È una lezione pericolosa. Non solo per l’Ucraina, ma per ogni democrazia che vive accanto a un autocrate. Oggi tocca a Kiev. Domani a chi? I vari “Putin” che abitano il pianeta hanno assistito allo spettacolo di Washington: hanno visto che la comunità internazionale, pur indignata, alla fine si piega al fatto compiuto. Zelensky ha parlato con la forza di chi non vuole cedere, ma i sorrisi diplomatici e le frasi di circostanza hanno reso l’atmosfera surreale. Il rischio è che il sangue versato a Bucha, a Mariupol, a Kharkiv diventi merce di scambio. Come se la sofferenza di milioni di persone potesse essere barattata per qualche tavolo negoziale in più.
Alla corte di “Re pace”, Trump si erge a garante di un equilibrio che però rischia di legittimare la violenza. Non è pace, è un premio all’aggressore. Ed è questo che fa più paura. Perché se il mondo accetta che chi invade ottenga, allora i confini non sono più linee di diritto, ma obiettivi di conquista.
Eppure, in questo scenario, c’è una sola parte per cui io tifo: quei bambini ucraini rapiti e deportati, quelle famiglie spezzate, dilaniate dalla violenza russa. È a loro che va il mio pensiero. La loro vita, la loro libertà, la loro rinascita devono essere la vera vittoria. Perché l’Ucraina non sarà soltanto un Paese da ricostruire: sarà un Paese vivo, colorato, rinato dalle macerie di una violenza ingiustificata.

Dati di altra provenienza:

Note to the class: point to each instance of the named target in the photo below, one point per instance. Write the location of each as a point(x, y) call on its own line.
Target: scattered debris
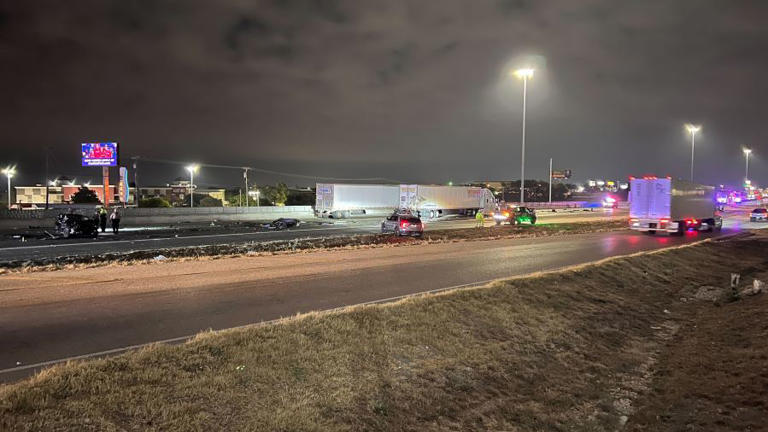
point(709, 293)
point(756, 288)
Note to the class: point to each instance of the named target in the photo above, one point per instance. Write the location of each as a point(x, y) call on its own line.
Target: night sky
point(413, 91)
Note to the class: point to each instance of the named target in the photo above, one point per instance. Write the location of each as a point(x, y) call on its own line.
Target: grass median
point(311, 243)
point(567, 350)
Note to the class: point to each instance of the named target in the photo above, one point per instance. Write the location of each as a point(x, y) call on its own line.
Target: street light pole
point(550, 180)
point(746, 168)
point(523, 74)
point(247, 194)
point(692, 129)
point(9, 173)
point(192, 169)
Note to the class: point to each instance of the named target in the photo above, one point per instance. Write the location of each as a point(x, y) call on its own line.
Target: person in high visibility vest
point(479, 220)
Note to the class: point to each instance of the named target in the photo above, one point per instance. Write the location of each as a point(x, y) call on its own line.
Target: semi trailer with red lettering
point(663, 204)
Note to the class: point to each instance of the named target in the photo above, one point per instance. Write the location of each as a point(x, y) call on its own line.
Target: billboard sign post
point(123, 185)
point(104, 155)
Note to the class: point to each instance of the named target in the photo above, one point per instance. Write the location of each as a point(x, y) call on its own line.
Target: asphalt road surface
point(15, 249)
point(49, 316)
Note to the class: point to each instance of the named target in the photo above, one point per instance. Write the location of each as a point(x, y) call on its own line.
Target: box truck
point(427, 201)
point(672, 206)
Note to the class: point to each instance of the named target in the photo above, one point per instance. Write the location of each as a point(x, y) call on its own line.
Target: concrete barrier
point(19, 219)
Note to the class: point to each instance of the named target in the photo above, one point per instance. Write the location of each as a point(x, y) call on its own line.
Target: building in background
point(178, 193)
point(61, 195)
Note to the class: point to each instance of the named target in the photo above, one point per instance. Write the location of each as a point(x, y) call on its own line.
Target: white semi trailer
point(672, 206)
point(428, 201)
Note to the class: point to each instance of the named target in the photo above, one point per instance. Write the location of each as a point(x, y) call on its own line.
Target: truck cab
point(672, 206)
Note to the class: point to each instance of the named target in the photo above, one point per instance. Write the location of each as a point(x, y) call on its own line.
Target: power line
point(266, 171)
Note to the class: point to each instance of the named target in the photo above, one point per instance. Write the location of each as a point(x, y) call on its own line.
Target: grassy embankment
point(309, 243)
point(569, 350)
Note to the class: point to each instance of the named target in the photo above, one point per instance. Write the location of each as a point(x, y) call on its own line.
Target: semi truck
point(335, 200)
point(673, 206)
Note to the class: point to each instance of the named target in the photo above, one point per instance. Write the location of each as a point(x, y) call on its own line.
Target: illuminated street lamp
point(747, 152)
point(9, 173)
point(192, 170)
point(256, 193)
point(525, 74)
point(692, 129)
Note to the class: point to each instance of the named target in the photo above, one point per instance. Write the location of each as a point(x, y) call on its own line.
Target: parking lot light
point(9, 172)
point(192, 170)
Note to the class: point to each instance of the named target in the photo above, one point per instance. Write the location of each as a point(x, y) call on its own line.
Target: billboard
point(99, 154)
point(123, 185)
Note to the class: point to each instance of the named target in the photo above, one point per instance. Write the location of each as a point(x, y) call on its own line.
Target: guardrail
point(567, 204)
point(265, 211)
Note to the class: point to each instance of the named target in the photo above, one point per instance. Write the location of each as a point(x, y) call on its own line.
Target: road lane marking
point(373, 226)
point(378, 301)
point(169, 238)
point(252, 325)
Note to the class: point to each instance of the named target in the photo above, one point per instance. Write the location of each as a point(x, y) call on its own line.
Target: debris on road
point(313, 243)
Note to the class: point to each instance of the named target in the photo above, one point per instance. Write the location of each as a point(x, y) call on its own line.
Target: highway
point(149, 239)
point(48, 316)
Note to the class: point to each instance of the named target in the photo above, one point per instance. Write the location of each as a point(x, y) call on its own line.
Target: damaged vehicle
point(76, 225)
point(282, 223)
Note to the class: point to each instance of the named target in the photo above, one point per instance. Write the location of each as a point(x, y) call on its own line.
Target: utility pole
point(247, 195)
point(550, 180)
point(136, 194)
point(47, 180)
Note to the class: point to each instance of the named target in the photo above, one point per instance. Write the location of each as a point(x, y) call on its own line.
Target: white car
point(758, 215)
point(403, 224)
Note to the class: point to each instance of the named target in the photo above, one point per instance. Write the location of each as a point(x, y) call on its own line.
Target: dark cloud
point(412, 90)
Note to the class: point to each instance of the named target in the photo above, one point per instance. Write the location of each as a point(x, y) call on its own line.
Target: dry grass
point(299, 245)
point(558, 351)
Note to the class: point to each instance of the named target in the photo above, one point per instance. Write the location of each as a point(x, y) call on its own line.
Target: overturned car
point(76, 225)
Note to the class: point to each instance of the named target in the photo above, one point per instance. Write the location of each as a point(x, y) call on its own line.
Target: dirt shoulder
point(713, 376)
point(316, 243)
point(570, 350)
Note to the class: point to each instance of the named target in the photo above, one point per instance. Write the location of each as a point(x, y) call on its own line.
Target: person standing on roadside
point(479, 220)
point(115, 219)
point(102, 218)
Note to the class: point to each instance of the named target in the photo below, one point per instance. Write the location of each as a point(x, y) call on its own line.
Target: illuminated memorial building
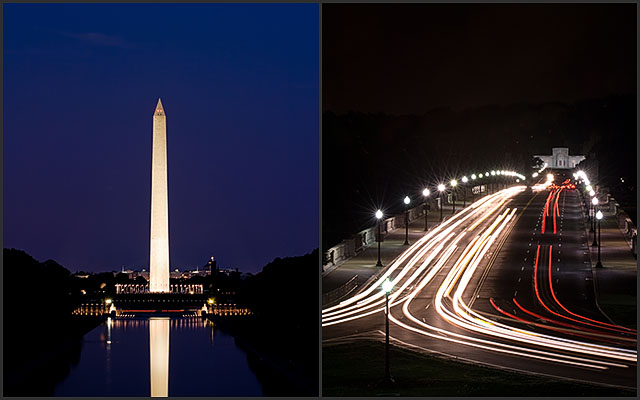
point(560, 159)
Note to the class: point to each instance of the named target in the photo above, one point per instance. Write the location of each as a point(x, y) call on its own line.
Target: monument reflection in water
point(159, 356)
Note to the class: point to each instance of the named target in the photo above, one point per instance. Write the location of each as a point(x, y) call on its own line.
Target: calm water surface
point(160, 356)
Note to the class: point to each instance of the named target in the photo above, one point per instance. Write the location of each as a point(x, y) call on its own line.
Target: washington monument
point(159, 253)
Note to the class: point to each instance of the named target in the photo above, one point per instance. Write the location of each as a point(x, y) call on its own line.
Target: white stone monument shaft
point(159, 249)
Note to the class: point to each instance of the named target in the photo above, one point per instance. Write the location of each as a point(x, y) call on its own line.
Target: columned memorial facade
point(560, 159)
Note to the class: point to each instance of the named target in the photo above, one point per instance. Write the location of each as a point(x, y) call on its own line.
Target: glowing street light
point(378, 218)
point(592, 225)
point(426, 194)
point(441, 189)
point(464, 191)
point(387, 286)
point(453, 183)
point(407, 200)
point(599, 217)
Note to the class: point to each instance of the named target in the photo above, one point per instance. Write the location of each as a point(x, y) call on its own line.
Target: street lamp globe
point(387, 285)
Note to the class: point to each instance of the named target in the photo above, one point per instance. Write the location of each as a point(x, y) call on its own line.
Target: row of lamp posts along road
point(387, 285)
point(425, 194)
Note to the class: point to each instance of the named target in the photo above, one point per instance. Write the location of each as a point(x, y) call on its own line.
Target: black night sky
point(239, 84)
point(410, 58)
point(418, 94)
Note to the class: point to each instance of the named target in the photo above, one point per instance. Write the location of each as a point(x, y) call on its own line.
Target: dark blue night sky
point(239, 84)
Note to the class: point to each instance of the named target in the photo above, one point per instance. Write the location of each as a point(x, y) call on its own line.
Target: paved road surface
point(488, 286)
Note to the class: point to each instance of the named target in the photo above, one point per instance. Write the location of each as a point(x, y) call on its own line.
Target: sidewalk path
point(364, 263)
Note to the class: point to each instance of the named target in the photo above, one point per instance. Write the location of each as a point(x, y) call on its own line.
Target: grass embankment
point(357, 370)
point(621, 308)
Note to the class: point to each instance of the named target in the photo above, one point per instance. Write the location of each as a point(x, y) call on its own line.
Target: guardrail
point(363, 239)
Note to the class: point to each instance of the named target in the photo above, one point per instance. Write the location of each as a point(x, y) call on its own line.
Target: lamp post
point(599, 217)
point(379, 217)
point(592, 213)
point(453, 183)
point(493, 181)
point(441, 188)
point(464, 191)
point(407, 200)
point(386, 287)
point(426, 194)
point(594, 205)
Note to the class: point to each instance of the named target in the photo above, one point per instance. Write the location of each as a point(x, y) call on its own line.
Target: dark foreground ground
point(357, 369)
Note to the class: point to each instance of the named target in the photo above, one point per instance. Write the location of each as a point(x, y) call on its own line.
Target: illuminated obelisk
point(159, 253)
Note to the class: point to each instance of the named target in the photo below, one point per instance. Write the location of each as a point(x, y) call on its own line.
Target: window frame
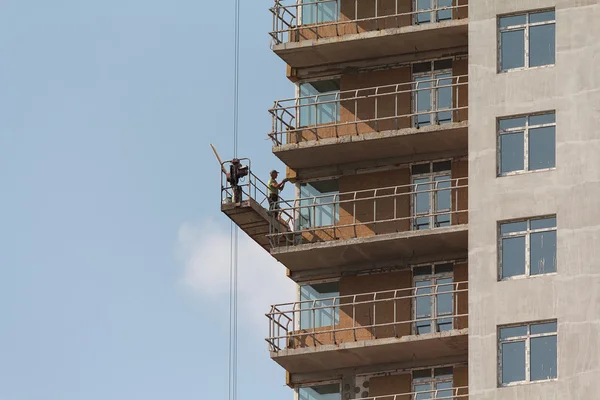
point(300, 16)
point(525, 129)
point(432, 200)
point(298, 322)
point(433, 297)
point(527, 234)
point(434, 101)
point(314, 384)
point(527, 338)
point(433, 14)
point(526, 27)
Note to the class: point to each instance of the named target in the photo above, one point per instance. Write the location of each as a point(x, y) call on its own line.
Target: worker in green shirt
point(274, 188)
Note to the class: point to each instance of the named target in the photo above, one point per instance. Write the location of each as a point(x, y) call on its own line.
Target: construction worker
point(274, 188)
point(236, 172)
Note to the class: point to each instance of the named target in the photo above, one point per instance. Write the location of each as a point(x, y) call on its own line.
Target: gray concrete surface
point(572, 296)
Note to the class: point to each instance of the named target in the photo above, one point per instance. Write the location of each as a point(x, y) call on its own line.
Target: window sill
point(516, 173)
point(522, 277)
point(523, 383)
point(507, 71)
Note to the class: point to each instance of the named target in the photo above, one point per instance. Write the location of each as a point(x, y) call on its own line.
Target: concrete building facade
point(443, 231)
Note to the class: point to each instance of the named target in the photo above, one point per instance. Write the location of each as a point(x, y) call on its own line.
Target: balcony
point(334, 31)
point(250, 212)
point(461, 392)
point(428, 116)
point(428, 217)
point(415, 326)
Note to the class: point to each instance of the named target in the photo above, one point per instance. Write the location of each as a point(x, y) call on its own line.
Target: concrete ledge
point(409, 351)
point(374, 44)
point(373, 249)
point(375, 145)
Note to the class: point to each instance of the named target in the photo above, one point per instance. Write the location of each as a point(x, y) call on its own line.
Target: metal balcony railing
point(459, 392)
point(372, 109)
point(365, 316)
point(325, 18)
point(252, 187)
point(370, 212)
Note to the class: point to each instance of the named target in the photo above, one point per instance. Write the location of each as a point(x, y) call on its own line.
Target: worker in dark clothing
point(236, 171)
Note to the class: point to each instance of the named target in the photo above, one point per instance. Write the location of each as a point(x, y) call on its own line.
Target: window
point(434, 302)
point(528, 247)
point(319, 102)
point(319, 204)
point(319, 305)
point(433, 12)
point(432, 93)
point(320, 392)
point(526, 143)
point(433, 383)
point(527, 40)
point(317, 11)
point(527, 353)
point(432, 199)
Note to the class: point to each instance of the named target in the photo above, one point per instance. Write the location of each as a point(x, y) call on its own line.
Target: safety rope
point(233, 260)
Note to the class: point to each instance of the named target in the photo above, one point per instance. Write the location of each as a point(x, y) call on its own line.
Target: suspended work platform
point(251, 213)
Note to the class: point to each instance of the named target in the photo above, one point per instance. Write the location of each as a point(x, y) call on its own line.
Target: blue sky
point(113, 263)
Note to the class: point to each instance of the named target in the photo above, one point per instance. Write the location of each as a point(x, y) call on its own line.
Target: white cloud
point(204, 248)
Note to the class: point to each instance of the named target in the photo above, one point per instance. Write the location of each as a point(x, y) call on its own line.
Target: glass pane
point(444, 394)
point(542, 45)
point(423, 195)
point(513, 362)
point(422, 223)
point(544, 223)
point(444, 98)
point(327, 11)
point(513, 331)
point(512, 54)
point(444, 14)
point(512, 149)
point(324, 392)
point(327, 109)
point(423, 392)
point(548, 327)
point(543, 358)
point(311, 113)
point(445, 303)
point(542, 119)
point(513, 20)
point(426, 16)
point(423, 97)
point(443, 195)
point(444, 372)
point(317, 305)
point(512, 227)
point(541, 17)
point(543, 253)
point(423, 307)
point(509, 123)
point(323, 12)
point(513, 257)
point(542, 148)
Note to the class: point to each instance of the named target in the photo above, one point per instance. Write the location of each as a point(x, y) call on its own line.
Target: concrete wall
point(352, 10)
point(572, 88)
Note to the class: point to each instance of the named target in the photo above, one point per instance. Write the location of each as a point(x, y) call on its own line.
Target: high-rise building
point(444, 229)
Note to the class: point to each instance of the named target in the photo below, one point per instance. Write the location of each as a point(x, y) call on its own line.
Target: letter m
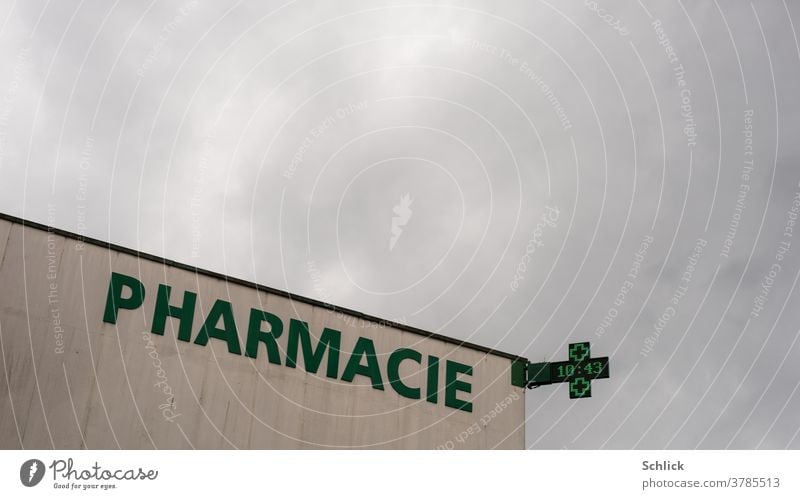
point(330, 339)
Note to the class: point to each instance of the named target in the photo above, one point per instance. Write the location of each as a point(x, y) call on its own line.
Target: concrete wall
point(69, 380)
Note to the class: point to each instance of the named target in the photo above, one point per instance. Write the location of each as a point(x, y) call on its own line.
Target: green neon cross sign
point(578, 371)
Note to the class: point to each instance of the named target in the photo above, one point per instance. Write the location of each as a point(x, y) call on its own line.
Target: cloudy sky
point(521, 175)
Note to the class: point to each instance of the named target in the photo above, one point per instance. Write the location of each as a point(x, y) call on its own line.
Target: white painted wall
point(98, 391)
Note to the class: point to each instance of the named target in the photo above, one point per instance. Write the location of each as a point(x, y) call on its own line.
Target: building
point(106, 347)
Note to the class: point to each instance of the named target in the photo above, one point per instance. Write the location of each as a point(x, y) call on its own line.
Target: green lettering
point(184, 313)
point(364, 348)
point(114, 299)
point(330, 339)
point(453, 385)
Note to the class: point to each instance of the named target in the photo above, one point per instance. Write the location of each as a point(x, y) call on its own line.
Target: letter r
point(115, 301)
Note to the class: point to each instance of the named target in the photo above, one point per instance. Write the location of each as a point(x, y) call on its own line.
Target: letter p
point(115, 300)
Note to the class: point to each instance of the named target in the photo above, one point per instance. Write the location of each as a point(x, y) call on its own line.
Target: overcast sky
point(519, 174)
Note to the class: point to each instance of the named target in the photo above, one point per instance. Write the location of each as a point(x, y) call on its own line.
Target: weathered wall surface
point(70, 380)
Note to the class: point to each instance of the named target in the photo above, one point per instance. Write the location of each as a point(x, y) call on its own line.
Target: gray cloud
point(171, 128)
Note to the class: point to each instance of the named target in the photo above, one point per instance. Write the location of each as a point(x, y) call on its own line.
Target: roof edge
point(242, 282)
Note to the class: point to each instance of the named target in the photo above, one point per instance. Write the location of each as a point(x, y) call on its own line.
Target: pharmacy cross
point(578, 371)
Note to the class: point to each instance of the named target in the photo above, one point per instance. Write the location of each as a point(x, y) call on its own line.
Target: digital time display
point(589, 369)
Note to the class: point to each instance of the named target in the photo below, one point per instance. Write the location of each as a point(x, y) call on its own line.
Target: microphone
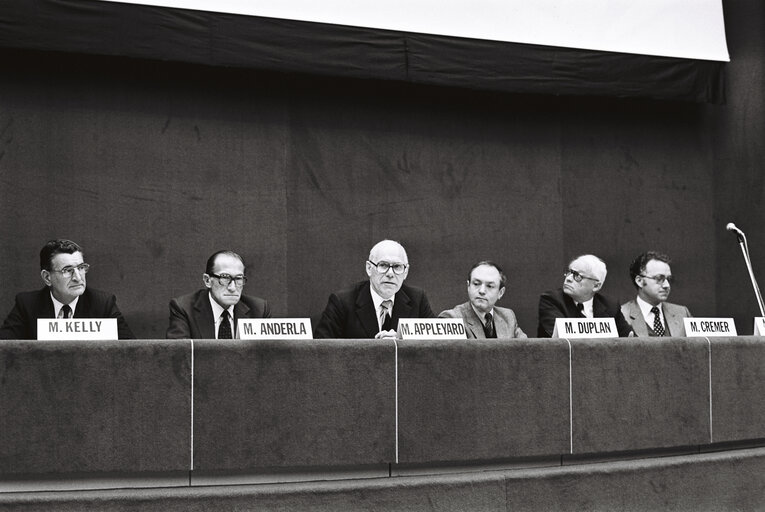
point(732, 227)
point(745, 251)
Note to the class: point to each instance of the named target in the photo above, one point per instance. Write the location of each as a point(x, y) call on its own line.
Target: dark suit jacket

Un’ultima nota su Trump: dolente o nolente, giusto o sbagliato, bisogna riconoscergli una cosa. Fa quello che dice. Non è poco, in un mondo di promesse che evaporano. Ma la sua coerenza resta quella di un imprenditore che agisce seguendo interessi concreti, non ideali universali. È qui che nasce l’ambiguità: se da un lato garantisce serietà d’azione, dall’altro resta il dubbio che la pace, più che giusta, potrebbe rivelarsi soltanto conveniente. Perché sì, è bello finalmente vedere protagonisti che parlano di fermare il massacro: ogni vita salvata è un passo verso la vittoria della dignità. Ma guai a confondere questo con il trionfo di Putin. La prima vittoria sarebbe ogni bambino restituito alla sua casa, ogni famiglia che sopravvive. La seconda, quella che rischieremmo davvero di consegnare, sarebbe proprio a chi questa guerra l’ha iniziata. Perché usare il condizionale? Non sarebbe. Sarà. Lo è già. E noi staremo a guardare. Mi chiedo e vi chiedo: e dopo? Alla corte di “Re pace” abbiamo capito una cosa: se questo è il modello, i vari Putin potranno arrivare ovunque.